Ataques anteriores Esta não foi a primeira vez que a comunidade foi alvo de ataques. No ano passado, um crucifixo que tinha sido fincado no chão, próximo ao local onde hoje é a capela, foi arrancado e jogado para longe. Depois do ato, o padre recolocou a cruz no local. No dia seguinte, o objeto tinha sido arrancado novamente, mas desta vez, o crucifixo tinha sido quebrado.

Atualmente, a comunidade de Bananeiras acolhe o padre, como conta Rosane: “As pessoas da região gostam muito da atitude do padre. Aqui é uma mistura de católico com evangélico, mas a ajuda é pela comunidade, nós sabemos que o padre está aqui para ajudar”.

Mas a situação nem sempre foi amistosa. O pároco conta ter sofrido preconceito por ser da Igreja Ortodoxa ao chegar à ilha, no ano passado. “Cheguei com uma mochila nas costas para visitar o local onde seria criada a paróquia. Aqui não tinha atuação pastoral da Igreja Ortodoxa e comecei a trabalhar aqui. Quem me recebeu de forma mais acolhedora foram os evangélicos. Já os católicos romanos não me receberam bem, tive que conversar com um bispo romano para pedir que me respeitassem. Até falar que eu não era padre falavam por desconhecerem essa separação que ocorreu na igreja”, relata o padre. Ele começou a ser aceito com ao tempo ao passo que a população percebeu o seu trabalho de região. Atualmente, cerca de 10 pessoas se converteram ao catolicismo ortodoxo em Ilha de Maré.

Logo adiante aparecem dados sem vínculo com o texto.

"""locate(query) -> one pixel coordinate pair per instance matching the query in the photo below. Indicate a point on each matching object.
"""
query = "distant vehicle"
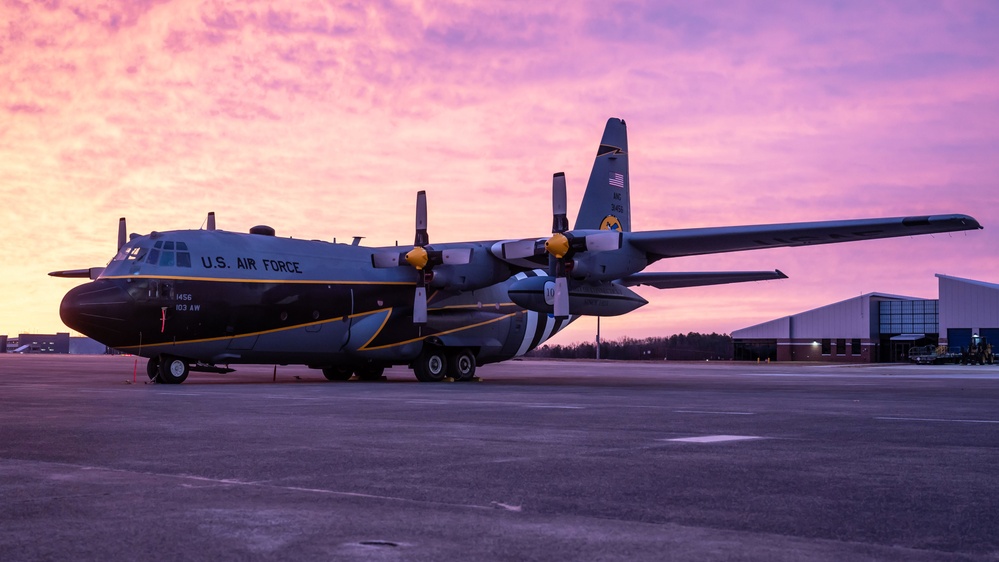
(933, 355)
(979, 352)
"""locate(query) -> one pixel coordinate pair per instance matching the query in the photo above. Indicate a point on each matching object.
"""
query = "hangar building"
(877, 327)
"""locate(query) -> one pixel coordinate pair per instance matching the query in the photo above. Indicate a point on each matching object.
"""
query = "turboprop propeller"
(423, 258)
(562, 246)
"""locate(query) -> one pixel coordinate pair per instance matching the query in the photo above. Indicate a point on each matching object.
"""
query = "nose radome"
(96, 309)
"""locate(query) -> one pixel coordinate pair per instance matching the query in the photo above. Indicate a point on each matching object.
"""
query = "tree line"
(692, 346)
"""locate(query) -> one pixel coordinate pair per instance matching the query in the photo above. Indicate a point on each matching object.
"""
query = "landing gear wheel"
(173, 370)
(370, 372)
(153, 369)
(338, 373)
(431, 366)
(461, 365)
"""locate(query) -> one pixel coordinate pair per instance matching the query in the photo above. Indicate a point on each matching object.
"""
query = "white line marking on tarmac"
(713, 412)
(553, 407)
(714, 438)
(935, 419)
(233, 482)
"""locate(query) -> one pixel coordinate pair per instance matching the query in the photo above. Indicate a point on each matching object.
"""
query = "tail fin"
(607, 201)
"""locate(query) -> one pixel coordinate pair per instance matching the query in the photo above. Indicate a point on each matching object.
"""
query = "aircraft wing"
(676, 280)
(698, 241)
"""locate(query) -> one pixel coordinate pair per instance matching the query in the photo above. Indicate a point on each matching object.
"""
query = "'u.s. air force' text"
(254, 264)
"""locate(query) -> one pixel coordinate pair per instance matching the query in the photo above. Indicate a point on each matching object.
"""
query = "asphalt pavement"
(537, 461)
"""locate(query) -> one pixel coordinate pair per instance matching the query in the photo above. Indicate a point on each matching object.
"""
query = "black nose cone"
(99, 310)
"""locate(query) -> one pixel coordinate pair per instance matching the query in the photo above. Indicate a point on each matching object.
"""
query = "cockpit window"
(164, 253)
(130, 253)
(169, 254)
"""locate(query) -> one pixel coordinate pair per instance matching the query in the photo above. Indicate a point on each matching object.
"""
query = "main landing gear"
(436, 363)
(167, 369)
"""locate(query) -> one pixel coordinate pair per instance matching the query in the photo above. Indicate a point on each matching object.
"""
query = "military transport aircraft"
(201, 300)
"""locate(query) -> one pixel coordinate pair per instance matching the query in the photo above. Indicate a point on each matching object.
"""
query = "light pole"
(598, 337)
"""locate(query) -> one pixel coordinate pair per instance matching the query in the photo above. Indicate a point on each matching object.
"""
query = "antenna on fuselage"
(121, 232)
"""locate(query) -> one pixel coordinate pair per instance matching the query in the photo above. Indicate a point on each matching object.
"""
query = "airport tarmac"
(538, 461)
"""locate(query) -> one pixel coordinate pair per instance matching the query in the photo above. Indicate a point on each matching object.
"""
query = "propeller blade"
(122, 237)
(422, 238)
(457, 256)
(561, 304)
(386, 259)
(420, 305)
(603, 241)
(560, 222)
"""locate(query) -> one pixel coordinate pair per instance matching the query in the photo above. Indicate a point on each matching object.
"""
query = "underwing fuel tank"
(604, 299)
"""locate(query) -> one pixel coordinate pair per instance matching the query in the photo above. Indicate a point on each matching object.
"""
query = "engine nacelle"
(482, 270)
(604, 299)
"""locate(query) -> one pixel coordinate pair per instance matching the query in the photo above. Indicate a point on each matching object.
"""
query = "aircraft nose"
(96, 309)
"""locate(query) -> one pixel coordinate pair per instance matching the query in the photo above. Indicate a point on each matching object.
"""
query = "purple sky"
(323, 121)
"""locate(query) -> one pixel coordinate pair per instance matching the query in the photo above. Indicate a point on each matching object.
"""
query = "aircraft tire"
(370, 372)
(338, 373)
(153, 369)
(461, 365)
(173, 370)
(431, 366)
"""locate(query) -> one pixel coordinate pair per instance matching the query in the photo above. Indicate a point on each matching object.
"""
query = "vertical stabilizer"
(607, 201)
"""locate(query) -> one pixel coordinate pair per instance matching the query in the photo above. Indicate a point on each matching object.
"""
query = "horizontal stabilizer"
(89, 273)
(679, 280)
(699, 241)
(387, 259)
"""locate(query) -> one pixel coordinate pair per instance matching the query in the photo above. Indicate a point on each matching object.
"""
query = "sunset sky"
(324, 120)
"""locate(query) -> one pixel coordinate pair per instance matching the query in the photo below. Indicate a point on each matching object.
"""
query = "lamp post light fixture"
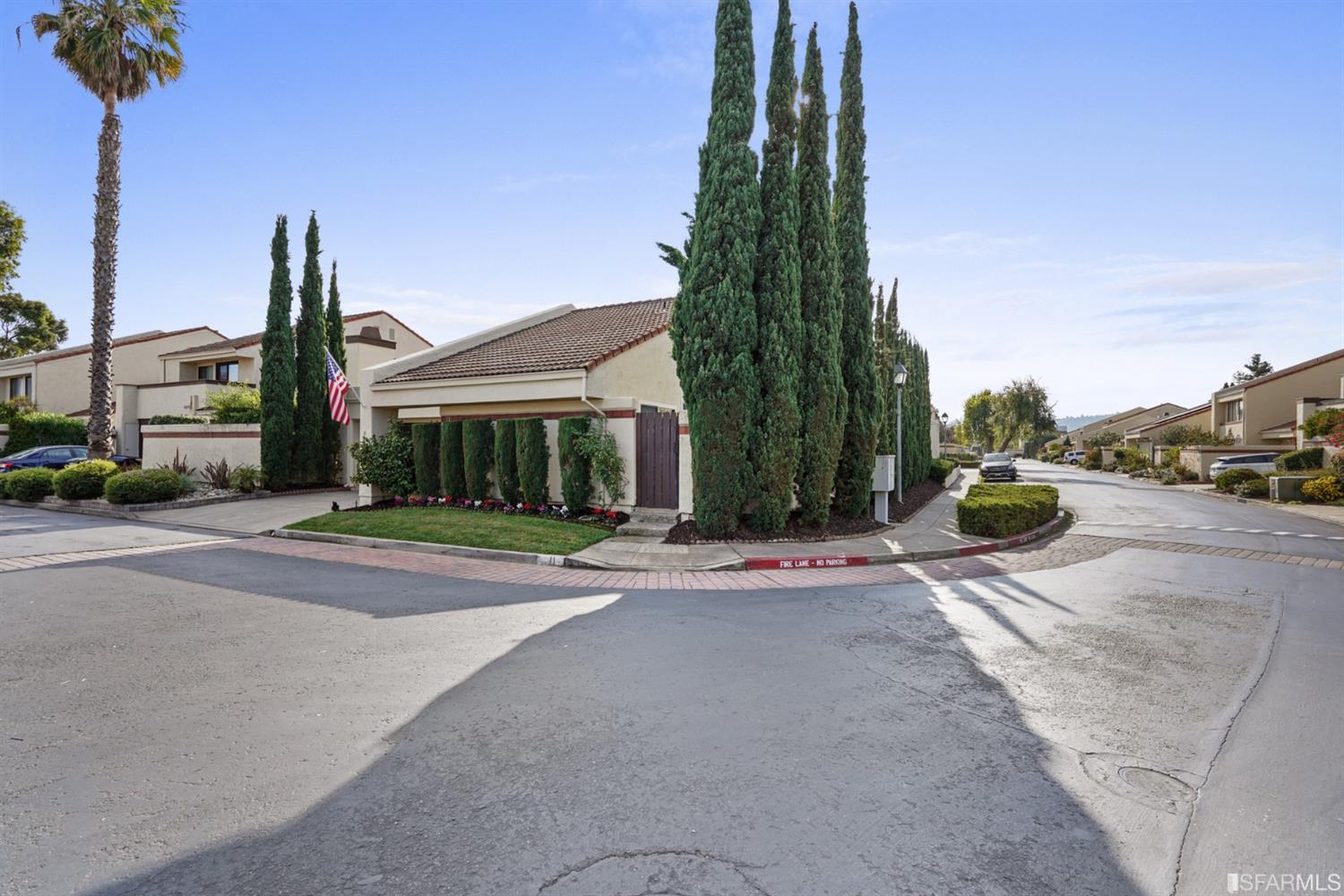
(900, 374)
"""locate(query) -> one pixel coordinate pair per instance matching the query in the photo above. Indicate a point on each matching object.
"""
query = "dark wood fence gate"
(656, 460)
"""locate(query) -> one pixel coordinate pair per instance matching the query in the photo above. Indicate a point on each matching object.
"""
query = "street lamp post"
(900, 375)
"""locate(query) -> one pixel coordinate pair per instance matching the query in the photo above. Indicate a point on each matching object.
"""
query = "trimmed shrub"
(384, 462)
(246, 477)
(425, 457)
(534, 461)
(999, 511)
(34, 430)
(940, 468)
(452, 473)
(505, 461)
(1228, 479)
(30, 485)
(478, 452)
(83, 481)
(142, 487)
(575, 469)
(234, 403)
(1253, 489)
(1322, 489)
(1301, 460)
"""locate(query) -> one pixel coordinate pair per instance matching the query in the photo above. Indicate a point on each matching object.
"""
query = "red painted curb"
(806, 563)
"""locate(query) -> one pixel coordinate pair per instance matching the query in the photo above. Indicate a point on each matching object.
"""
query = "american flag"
(336, 389)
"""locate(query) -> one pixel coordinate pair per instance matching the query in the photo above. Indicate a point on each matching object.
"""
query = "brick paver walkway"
(1055, 552)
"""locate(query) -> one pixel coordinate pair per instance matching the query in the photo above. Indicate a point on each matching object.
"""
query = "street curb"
(419, 547)
(909, 556)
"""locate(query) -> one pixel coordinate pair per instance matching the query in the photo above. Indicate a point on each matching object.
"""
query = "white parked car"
(1262, 463)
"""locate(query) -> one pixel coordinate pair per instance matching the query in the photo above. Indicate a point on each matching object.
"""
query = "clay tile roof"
(580, 340)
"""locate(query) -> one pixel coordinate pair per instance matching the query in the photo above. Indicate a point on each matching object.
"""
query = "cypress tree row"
(777, 277)
(277, 366)
(331, 458)
(714, 328)
(311, 367)
(505, 461)
(854, 473)
(478, 450)
(425, 455)
(822, 395)
(575, 469)
(452, 474)
(534, 461)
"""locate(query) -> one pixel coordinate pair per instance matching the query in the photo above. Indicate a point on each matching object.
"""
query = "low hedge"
(999, 511)
(1228, 479)
(30, 485)
(82, 481)
(142, 487)
(40, 427)
(940, 468)
(1301, 460)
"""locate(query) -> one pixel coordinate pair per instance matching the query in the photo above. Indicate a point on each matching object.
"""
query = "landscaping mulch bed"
(838, 527)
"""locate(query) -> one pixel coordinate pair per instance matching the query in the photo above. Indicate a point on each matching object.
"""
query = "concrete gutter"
(421, 547)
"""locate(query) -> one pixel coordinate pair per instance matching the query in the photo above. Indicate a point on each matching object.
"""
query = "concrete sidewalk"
(932, 533)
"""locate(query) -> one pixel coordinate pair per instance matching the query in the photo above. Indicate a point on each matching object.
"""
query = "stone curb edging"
(421, 547)
(909, 556)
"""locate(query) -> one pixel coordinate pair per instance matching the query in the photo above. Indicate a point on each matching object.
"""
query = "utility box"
(883, 479)
(1287, 487)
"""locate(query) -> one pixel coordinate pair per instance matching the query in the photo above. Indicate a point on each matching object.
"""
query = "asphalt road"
(230, 721)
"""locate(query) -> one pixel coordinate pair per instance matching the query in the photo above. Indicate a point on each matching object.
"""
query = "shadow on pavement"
(745, 745)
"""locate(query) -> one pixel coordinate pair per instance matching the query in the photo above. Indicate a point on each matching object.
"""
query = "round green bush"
(1253, 489)
(142, 487)
(1228, 479)
(30, 485)
(82, 481)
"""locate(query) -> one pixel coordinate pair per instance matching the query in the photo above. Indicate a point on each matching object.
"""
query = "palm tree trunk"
(107, 218)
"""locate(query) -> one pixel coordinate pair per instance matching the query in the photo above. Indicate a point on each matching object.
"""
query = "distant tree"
(505, 461)
(822, 397)
(714, 328)
(115, 48)
(311, 408)
(331, 455)
(777, 279)
(1253, 368)
(452, 470)
(478, 452)
(854, 471)
(277, 366)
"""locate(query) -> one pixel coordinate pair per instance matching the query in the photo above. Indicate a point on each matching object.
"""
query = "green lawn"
(467, 528)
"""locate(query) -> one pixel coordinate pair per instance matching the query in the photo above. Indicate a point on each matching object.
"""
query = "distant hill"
(1070, 424)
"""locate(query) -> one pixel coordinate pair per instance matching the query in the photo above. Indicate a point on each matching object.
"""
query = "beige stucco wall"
(1273, 402)
(201, 444)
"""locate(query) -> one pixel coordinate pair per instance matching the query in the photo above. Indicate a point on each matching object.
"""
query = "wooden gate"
(656, 444)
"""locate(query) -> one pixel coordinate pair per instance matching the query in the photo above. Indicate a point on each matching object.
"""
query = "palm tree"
(116, 48)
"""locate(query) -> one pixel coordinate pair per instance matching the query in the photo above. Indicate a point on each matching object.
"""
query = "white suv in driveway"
(1262, 463)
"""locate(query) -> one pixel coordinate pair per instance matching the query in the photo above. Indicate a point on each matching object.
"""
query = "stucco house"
(1265, 410)
(610, 363)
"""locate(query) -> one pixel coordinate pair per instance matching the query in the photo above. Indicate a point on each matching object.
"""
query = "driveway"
(220, 719)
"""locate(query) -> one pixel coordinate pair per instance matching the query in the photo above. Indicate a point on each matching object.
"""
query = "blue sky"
(1124, 201)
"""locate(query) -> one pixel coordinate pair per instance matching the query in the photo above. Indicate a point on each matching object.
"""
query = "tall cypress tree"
(714, 328)
(505, 461)
(331, 457)
(822, 395)
(311, 366)
(854, 474)
(779, 311)
(277, 366)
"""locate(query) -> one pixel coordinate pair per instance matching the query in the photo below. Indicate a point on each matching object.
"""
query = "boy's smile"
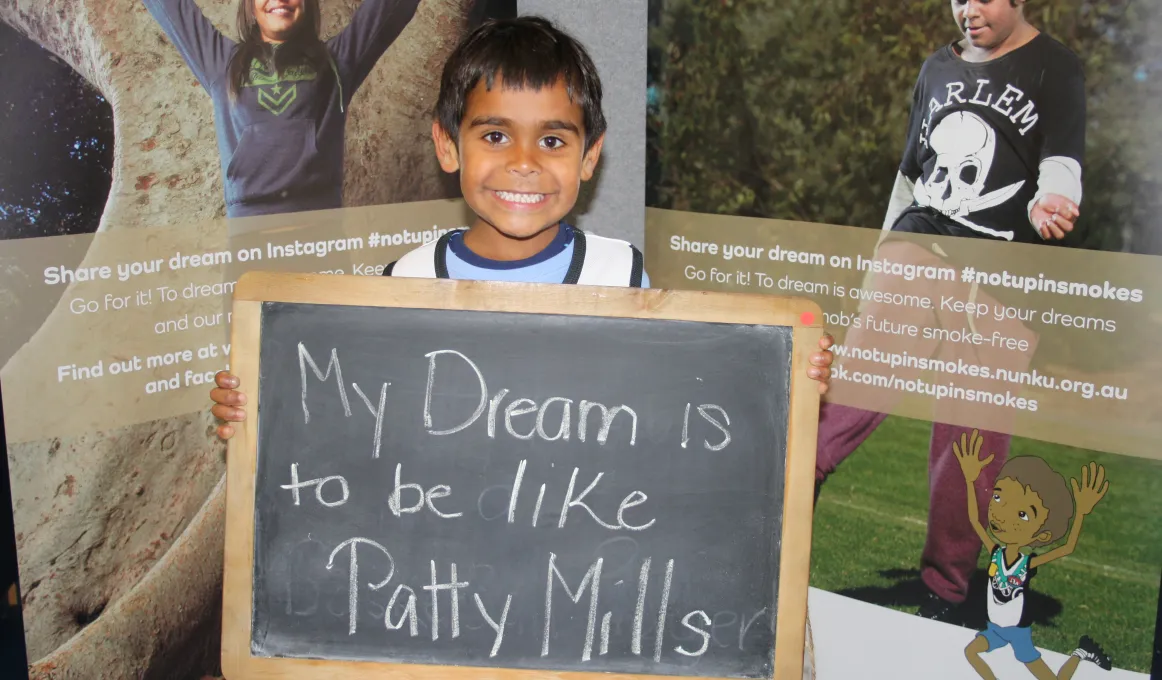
(985, 23)
(522, 160)
(278, 19)
(1016, 514)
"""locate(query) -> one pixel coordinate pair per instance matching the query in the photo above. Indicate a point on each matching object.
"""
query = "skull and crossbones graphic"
(966, 147)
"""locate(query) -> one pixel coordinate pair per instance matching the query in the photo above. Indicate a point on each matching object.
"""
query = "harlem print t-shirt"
(982, 136)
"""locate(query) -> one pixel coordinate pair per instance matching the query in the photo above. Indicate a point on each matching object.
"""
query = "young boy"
(1031, 507)
(519, 117)
(995, 149)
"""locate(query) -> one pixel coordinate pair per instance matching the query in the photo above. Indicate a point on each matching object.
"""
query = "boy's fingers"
(226, 380)
(1064, 222)
(228, 413)
(1049, 229)
(231, 396)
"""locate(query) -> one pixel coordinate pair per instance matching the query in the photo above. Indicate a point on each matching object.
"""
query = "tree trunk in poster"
(120, 531)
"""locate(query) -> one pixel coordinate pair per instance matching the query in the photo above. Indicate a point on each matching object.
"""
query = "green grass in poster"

Fora da comunidade, algumas pessoas ainda não estão tão receptivas para o trabalho do padre. Renata Massa conta que seguidores de outras religiões nem sempre aceitam a pregação do catolicismo ortodoxo. “O padre tem muita receptividade aqui na comunidade, por isso, acredito que quem fez isso não mora na região. Também existem pessoas que discordam da linha política dele, mas acredito que seja mais uma questão religiosa”, afirma. 

Ataques a outras igrejas Assim como a capela de bambu foi alvo da destruição, outras igrejas de Salvador também sofreram com o desrespeito. Em maio, a igreja de Sant’Ana, no Rio Vermelho, foi invadida por bandidos que levaram um bebedouro. Na época do crime, o padre Ângelo Magno, que é o pároco da Paróquia Sant'Ana, contou que a paróquia já sofreu, pelo menos, 200 arrombamentos.

Em 2018, um bandido roubou um celular e um notebook da Paróquia Nossa Senhora de Nazaré, no bairro de Nazaré. Para realizar o crime, um homem se aproximou da igreja com o pretexto de que queria marcar um batizado. Uma das secretárias então abriu o portão. Em seguida, ele sacou a arma, anunciou o assalto e recolheu os objetos. Segundo o padre Nilberto Gonzaga, ao todo o homem levou o celular de uma das secretárias, o celular de uma fiel que marcava a data do casamento e o notebook e o celular da paróquia.

Casos como estes também ocorreram fora da Bahia. Em Paracatu, no estado de Minas Gerais, em 2019, um homem armado entrou em uma igreja Batista Shalon e atirou várias vezes. No ano de 2018, em Campinas, seis pessoas morreram após um ataque na catedral na região central da cidade.O autor do crime abriu fogo contra pessoas que rezavam logo após uma missa. Em seguida, foi baleado por policiais e atirou contra a própria cabeça.